If you want it "pure" awk or sed, this won't fit the bill, but otherwise it works:
awk -F, '{print $1 " " $2}' | tr -d '"'

awk to perl conversion

I have a directory full of files containing records like:
FAKE ORGANIZATION
799 S FAKE AVE
Northern Blempglorff, RI 99xxx
01/26/2011
These items are being held for you at the location shown below each one.
IF YOU ASKED THAT MATERIAL BE MAILED TO YOU, PLEASE DISREGARD THIS NOTICE.
The Waltons. The complete DAXXXX12118198
Pickup at:CHUPACABRA LOCATION 02/02/2011
GRIMLY, WILFORD
29 FAKE LANE
S. BLEMPGLORFF RI 99XXX
I need to remove all entries with the expression Pickup at:CHUPACABRA LOCATION.
The "record separator" issue:
I can't touch the input file's formatting -- it must be retained as is. Each record
is separated by roughly 40+ new lines.
Here's some awk ( this works ):
BEGIN {
RS="\n\n\n\n\n\n\n\n\n+"
FS="\n"
}
!/CHUPACABRA/{print $0}
My stab with perl:
perl -a -F\n -ne '$/ = "\n\n\n\n\n\n\n\n\n+";$\ = "\n";chomp;$regex="CHUPACABRA";print $_ if $_ !~ m/$regex/i;' data/lib51.000
Nothing is returned. I'm not sure how to specify 'field separator' in perl except at the commandline. Tried the a2p utility -- no dice. For the curious, here's what it produces:
eval '$'.$1.'$2;' while $ARGV[0] =~ /^([A-Za-z
# process any FOO=bar switches
#$FS = ' '; # set field separator
$, = ' '; # set output field separator
$\ = "\n"; # set output record separator
$/ = "\n\n\n\n\n\n\n\n\n+";
$FS = "\n";
while (<>) {
chomp; # strip record separator
if (!/CHUPACABRA/) {
print $_;
}
}
This has to run under someone's Windows box otherwise I'd stick with awk.
Thanks!
Bubnoff
EDIT ( SOLVED ) **
Thanks mob!
Here's a ( working ) perl script version ( adjusted a2p output ):
eval '$'.$1.'$2;' while $ARGV[0] =~ /^([A-Za-z
# process any FOO=bar switches
#$FS = ' '; # set field separator
$, = ' '; # set output field separator
$\ = "\n"; # set output record separator
$/ = "\n"x10;
$FS = "\n";
while (<>) {
chomp; # strip record separator
if (!/CHUPACABRA/) {
print $_;
}
}
Feel free to post improvements or CPAN goodies that make this more idiomatic and/or perl-ish. Thanks!
In Perl, the record separator is a literal string, not a regular expression. As the perlvar doc famously says:
Remember: the value of $/ is a string, not a regex. awk has to be better for something. :-)
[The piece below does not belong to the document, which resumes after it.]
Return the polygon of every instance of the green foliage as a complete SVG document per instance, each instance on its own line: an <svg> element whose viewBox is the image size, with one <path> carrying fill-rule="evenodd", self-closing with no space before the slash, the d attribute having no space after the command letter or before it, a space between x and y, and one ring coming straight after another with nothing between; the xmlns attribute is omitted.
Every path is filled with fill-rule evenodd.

Still, it looks like you can get away with $/="\n" x 10 or something like that:
perl -a -F\n -ne '$/="\n"x10;$\="\n";chomp;$regex="CHUPACABRA";
print if /\S/ && !m/$regex/i;' data/lib51.000
Note the extra /\S/ &&, which will skip empty paragraphs from input that has more than 20 consecutive newlines.
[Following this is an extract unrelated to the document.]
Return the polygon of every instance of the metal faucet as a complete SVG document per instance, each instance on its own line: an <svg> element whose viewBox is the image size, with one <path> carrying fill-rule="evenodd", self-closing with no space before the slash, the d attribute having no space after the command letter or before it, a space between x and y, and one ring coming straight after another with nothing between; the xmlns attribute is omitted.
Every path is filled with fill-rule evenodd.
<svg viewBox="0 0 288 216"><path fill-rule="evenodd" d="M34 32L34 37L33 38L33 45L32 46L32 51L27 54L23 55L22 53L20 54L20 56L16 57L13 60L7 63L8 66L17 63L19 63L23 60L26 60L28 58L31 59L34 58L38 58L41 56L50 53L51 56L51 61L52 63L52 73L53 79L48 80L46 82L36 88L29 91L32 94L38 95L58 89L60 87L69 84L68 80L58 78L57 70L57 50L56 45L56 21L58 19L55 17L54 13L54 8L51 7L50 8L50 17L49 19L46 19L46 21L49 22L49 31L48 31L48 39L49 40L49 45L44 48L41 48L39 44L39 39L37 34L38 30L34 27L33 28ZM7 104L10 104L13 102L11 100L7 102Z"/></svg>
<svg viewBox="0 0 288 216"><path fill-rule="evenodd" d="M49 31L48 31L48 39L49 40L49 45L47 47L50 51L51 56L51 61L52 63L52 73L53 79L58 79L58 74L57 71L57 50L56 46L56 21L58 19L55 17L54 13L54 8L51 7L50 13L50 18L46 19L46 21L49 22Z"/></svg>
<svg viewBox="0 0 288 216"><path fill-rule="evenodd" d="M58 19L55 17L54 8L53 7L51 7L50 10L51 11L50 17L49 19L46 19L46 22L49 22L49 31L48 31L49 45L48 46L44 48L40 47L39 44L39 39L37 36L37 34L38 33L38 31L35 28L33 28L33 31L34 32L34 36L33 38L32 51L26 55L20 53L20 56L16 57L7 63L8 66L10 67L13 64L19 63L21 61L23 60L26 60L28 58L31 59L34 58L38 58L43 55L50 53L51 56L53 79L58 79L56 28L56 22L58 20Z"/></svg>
Also, have you considered just installing Cygwin and having awk available on your Windows machine?
There is no need for (much)conversion if you can download gawk for windows
Did you know that Perl comes with a program called a2p that does exactly what you described you want to do in your title?
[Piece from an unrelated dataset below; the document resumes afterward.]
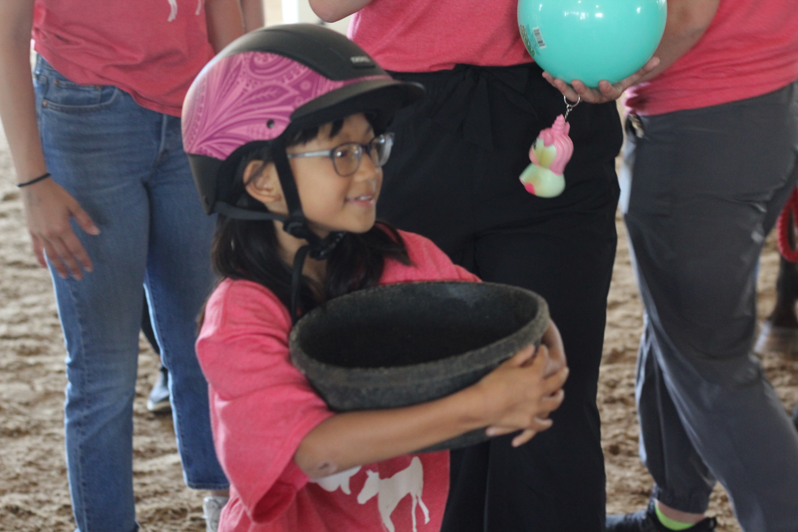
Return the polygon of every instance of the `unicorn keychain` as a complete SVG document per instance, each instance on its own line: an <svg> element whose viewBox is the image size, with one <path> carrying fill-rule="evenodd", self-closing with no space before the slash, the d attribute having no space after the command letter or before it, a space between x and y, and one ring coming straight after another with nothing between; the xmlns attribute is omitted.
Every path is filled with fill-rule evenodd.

And, if you have Perl on your machine, the documentation for this program is already there:
C> perldoc a2p
My own suggestion is to get the Llama book and learn Perl anyway. Despite what the Python people say, Perl is a great and flexible language. If you know shell, awk and grep, you'll understand many of the Perl constructs without any problems.